At first glance, mentoring and coaching may seem similar. They are both techniques commonly used by management to drive desirable workplace behavior and support the personal and professional growth of employees. The terms are not interchangeable, however.

International Mentoring Group (IMG) defines mentoring as, “A process of direct transfer of experience and knowledge from one person to another.” In the workplace, a mentor provides guidance and direction to a mentee—usually a junior–level employee with similar interests who may aspire to the position of the mentor. The mentor has achieved success within the industry, and voluntarily shares his or her expertise with the colleague. IMG defines coaching as “a method of achieving set goals.” A coach, who may or may not be a company employee, helps clients achieve specific, immediate goals as defined by the organization.

Organizations can utilize both mentors and coaches. This article will examine some key differentiations between mentoring and coaching, and illuminate when upper level management might consider one technique over the other.

Key differentiators between mentoring and coaching

#1: Orientation

Mentoring is oriented around relationships. Although the mentor and mentee might initially focus on certain learning goals or competencies, over time they develop a bond and rapport that often transcends specific workplace issues.

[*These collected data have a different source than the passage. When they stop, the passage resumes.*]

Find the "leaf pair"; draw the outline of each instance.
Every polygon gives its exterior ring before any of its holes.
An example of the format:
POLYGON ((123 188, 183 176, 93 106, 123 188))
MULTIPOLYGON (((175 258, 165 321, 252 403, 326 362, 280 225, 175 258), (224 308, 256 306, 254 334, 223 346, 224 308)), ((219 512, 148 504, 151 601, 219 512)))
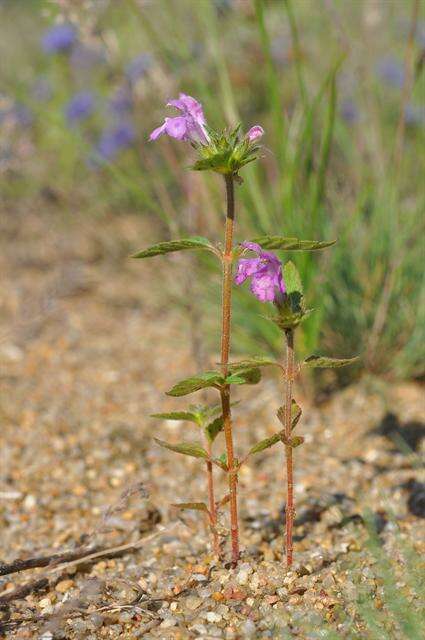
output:
POLYGON ((235 365, 229 367, 229 374, 226 377, 220 371, 214 370, 185 378, 175 384, 170 391, 167 391, 167 395, 178 398, 209 387, 221 389, 228 384, 257 384, 260 380, 261 371, 258 366, 239 367, 235 365))
MULTIPOLYGON (((285 408, 280 407, 277 412, 277 417, 279 418, 282 424, 284 424, 284 413, 285 413, 285 408)), ((299 407, 299 405, 295 402, 295 400, 292 400, 291 431, 293 431, 297 426, 298 421, 301 418, 301 414, 302 414, 301 407, 299 407)), ((257 442, 257 444, 251 447, 246 458, 256 453, 260 453, 261 451, 265 451, 265 449, 269 449, 270 447, 275 445, 277 442, 283 442, 284 444, 287 444, 291 447, 298 447, 300 444, 304 442, 304 438, 302 436, 296 436, 296 437, 291 437, 287 439, 285 436, 285 432, 283 430, 278 431, 277 433, 274 433, 269 438, 264 438, 264 440, 260 440, 260 442, 257 442)))
MULTIPOLYGON (((252 242, 256 242, 263 247, 263 249, 285 249, 286 251, 316 251, 330 247, 335 243, 334 240, 329 242, 316 242, 315 240, 298 240, 298 238, 284 238, 281 236, 261 236, 260 238, 254 238, 252 242)), ((203 236, 193 236, 191 238, 182 238, 181 240, 159 242, 147 249, 138 251, 132 258, 153 258, 154 256, 161 256, 166 253, 188 251, 191 249, 211 251, 220 257, 219 250, 212 245, 207 238, 203 236)), ((235 251, 235 257, 238 257, 238 252, 240 253, 241 251, 240 247, 235 251)))

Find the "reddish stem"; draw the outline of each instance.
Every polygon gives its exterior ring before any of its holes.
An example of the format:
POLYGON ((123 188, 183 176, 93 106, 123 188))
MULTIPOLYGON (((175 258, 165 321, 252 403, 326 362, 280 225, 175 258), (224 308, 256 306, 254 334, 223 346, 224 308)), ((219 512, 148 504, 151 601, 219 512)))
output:
MULTIPOLYGON (((294 380, 294 332, 286 329, 286 362, 285 362, 285 438, 289 441, 292 431, 292 384, 294 380)), ((290 567, 293 557, 292 530, 294 526, 294 477, 293 477, 293 449, 285 445, 286 453, 286 566, 290 567)))
MULTIPOLYGON (((233 176, 226 175, 227 215, 223 254, 223 294, 222 294, 222 324, 221 324, 221 373, 227 376, 230 351, 230 321, 232 303, 232 250, 233 225, 235 217, 233 176)), ((239 560, 239 526, 237 501, 237 469, 233 452, 232 414, 230 409, 230 385, 221 389, 221 406, 223 411, 224 437, 226 441, 227 465, 229 476, 229 509, 230 532, 232 543, 232 565, 235 567, 239 560)))
MULTIPOLYGON (((207 453, 211 458, 211 443, 208 440, 207 442, 207 453)), ((220 541, 218 537, 217 531, 217 507, 215 504, 215 494, 214 494, 214 478, 213 478, 213 465, 212 462, 207 462, 207 484, 208 484, 208 508, 210 512, 210 525, 211 525, 211 534, 213 541, 213 550, 214 554, 219 558, 220 557, 220 541)))

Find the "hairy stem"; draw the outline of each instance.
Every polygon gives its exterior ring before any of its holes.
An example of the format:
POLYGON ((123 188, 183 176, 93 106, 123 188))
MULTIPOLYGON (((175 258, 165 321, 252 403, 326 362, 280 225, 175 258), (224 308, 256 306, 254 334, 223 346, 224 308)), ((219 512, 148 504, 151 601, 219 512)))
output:
MULTIPOLYGON (((235 218, 235 197, 233 176, 226 175, 227 215, 223 254, 223 293, 222 293, 222 323, 221 323, 221 373, 225 377, 228 372, 230 350, 230 320, 232 302, 232 249, 233 225, 235 218)), ((232 542, 232 564, 236 566, 239 560, 239 527, 237 502, 237 470, 233 453, 232 414, 230 410, 230 385, 221 390, 221 406, 223 411, 224 437, 226 440, 227 465, 229 474, 230 495, 230 532, 232 542)))
MULTIPOLYGON (((292 408, 292 384, 294 380, 294 331, 286 329, 286 362, 285 362, 285 437, 287 440, 291 437, 291 408, 292 408)), ((285 445, 286 453, 286 566, 292 564, 293 542, 292 529, 294 525, 295 508, 294 508, 294 477, 292 453, 293 449, 289 445, 285 445)))

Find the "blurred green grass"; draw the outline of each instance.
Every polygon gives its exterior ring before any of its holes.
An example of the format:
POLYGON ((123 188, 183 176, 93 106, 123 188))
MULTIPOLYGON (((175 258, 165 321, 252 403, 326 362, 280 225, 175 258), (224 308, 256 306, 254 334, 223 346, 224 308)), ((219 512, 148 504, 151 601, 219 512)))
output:
MULTIPOLYGON (((397 0, 122 0, 64 2, 61 9, 3 2, 3 200, 22 208, 54 193, 57 209, 70 214, 78 208, 87 216, 137 211, 150 217, 152 242, 186 233, 220 240, 218 178, 190 175, 185 145, 147 142, 166 100, 190 93, 213 127, 242 121, 245 128, 260 123, 266 129, 264 158, 244 170, 237 191, 238 240, 259 233, 338 239, 320 256, 295 256, 316 309, 300 333, 301 352, 360 354, 369 372, 422 376, 423 16, 412 42, 414 83, 405 97, 399 82, 412 8, 413 2, 397 0), (40 40, 55 20, 71 21, 101 61, 82 69, 69 55, 45 54, 40 40), (130 86, 125 68, 140 53, 150 64, 130 86), (379 73, 385 64, 386 73, 379 73), (41 101, 34 91, 40 79, 51 87, 51 97, 41 101), (130 86, 134 100, 125 118, 136 130, 135 143, 93 166, 93 147, 113 119, 107 101, 122 86, 130 86), (94 93, 95 113, 69 126, 64 108, 83 90, 94 93), (13 118, 15 101, 28 108, 31 123, 13 118), (408 117, 396 157, 403 101, 408 117)), ((210 281, 210 263, 200 269, 203 329, 215 346, 217 292, 202 286, 210 281)), ((280 352, 279 332, 263 314, 249 293, 235 292, 236 350, 280 352)), ((346 373, 347 381, 358 373, 346 373)))

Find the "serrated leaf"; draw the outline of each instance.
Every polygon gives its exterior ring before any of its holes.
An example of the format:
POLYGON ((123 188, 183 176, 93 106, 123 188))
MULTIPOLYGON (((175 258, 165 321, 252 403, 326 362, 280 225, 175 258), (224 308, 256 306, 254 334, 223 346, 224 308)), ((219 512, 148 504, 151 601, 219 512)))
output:
POLYGON ((336 240, 299 240, 298 238, 285 238, 284 236, 260 236, 251 242, 256 242, 263 249, 284 249, 285 251, 317 251, 326 249, 335 244, 336 240))
POLYGON ((262 356, 254 356, 253 358, 240 360, 240 362, 231 362, 229 364, 229 371, 230 373, 238 373, 245 369, 269 366, 282 367, 282 365, 276 360, 270 360, 269 358, 263 358, 262 356))
POLYGON ((210 442, 214 442, 220 431, 223 429, 223 417, 219 416, 213 422, 205 427, 205 433, 207 434, 207 438, 210 442))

Coaching is oriented around defined tasks. Coaches are often called upon to help individuals become more proficient in certain areas or address important workplace skills they might be lacking. Some examples might include conflict resolution, strategic thinking, or public speaking.

#2: Drivers

Mentoring is development driven. The focus is on the future. The mentor shares his or her experience in an effort to positively influence the personal and professional growth of the mentee.

Coaching is performance driven. The focus is on the present. The purpose is to improve, enhance, or acquire new skills that can be leveraged immediately.

#3: Duration

Mentoring requires a significant time commitment from both parties. Mentors and mentees may start out as casual acquaintances, but often build strong fellowships that can continue for years.

Coaching has a defined ending. Parties may meet just once or over a period of time, however the relationship usually terminates when the trainee masters the specific skill or goal they were working on.

#4: Input from leadership

Mentoring requires little oversight. Although a manager may be assigned to administer the logistics of a mentoring program, formal supervision is rarely required. For the most part, mentors and mentees steer the direction of their relationship.

Coaching requires active engagement. A manager must monitor the progress, solicit regular feedback from the coach, and oftentimes determine when a coaching initiative should conclude.

#5: Evaluation

With mentoring, success is usually measured in broad terms. While benefits may include improved morale or lower turnover, it can be challenging for organizations to identify specific key performance indicators (KPIs) that result from a mentoring relationship.

With coaching, measurement is easier. Specific goals are clearly defined in advance, and the accomplishment of those goals can be tracked and measured.

Mentoring vs. coaching

Mentoring and coaching both play an important role in today’s workplace. Depending on the situation, one may be preferable over the other. Management Mentors, a global firm that provides a range of mentoring services, offers the following recommendations:

Consider mentoring:

  • When the company wants to develop promising internal talent
  • When there is a shortage of potential leaders in the corporate pipeline
  • When the organization wants to remove barriers that inhibit the advancement of certain groups, such as women and minorities
  • When it becomes important to preserve internal expertise and knowledge as part of succession planning
  • When established senior leaders are altruistically motivated to give back

Consider coaching:

  • When talented employees are not meeting expectations
  • When staff members must acquire or master specific skills or competencies
  • When the company needs to improve performance in a short period of time
  • When the organization is introducing a new system or program
  • When a subdivision of the company is attempting something new or untested

In conclusion

Mentoring and coaching are two management techniques that often overlap but should not be confused. While similarities exist, there are also some salient differences. Brefi Group, a UK-based change-management organization, sums up the key difference between mentoring and coaching in this thought-provoking sentence: "A coach has some great questions for your answers; a mentor has some great answers for your questions."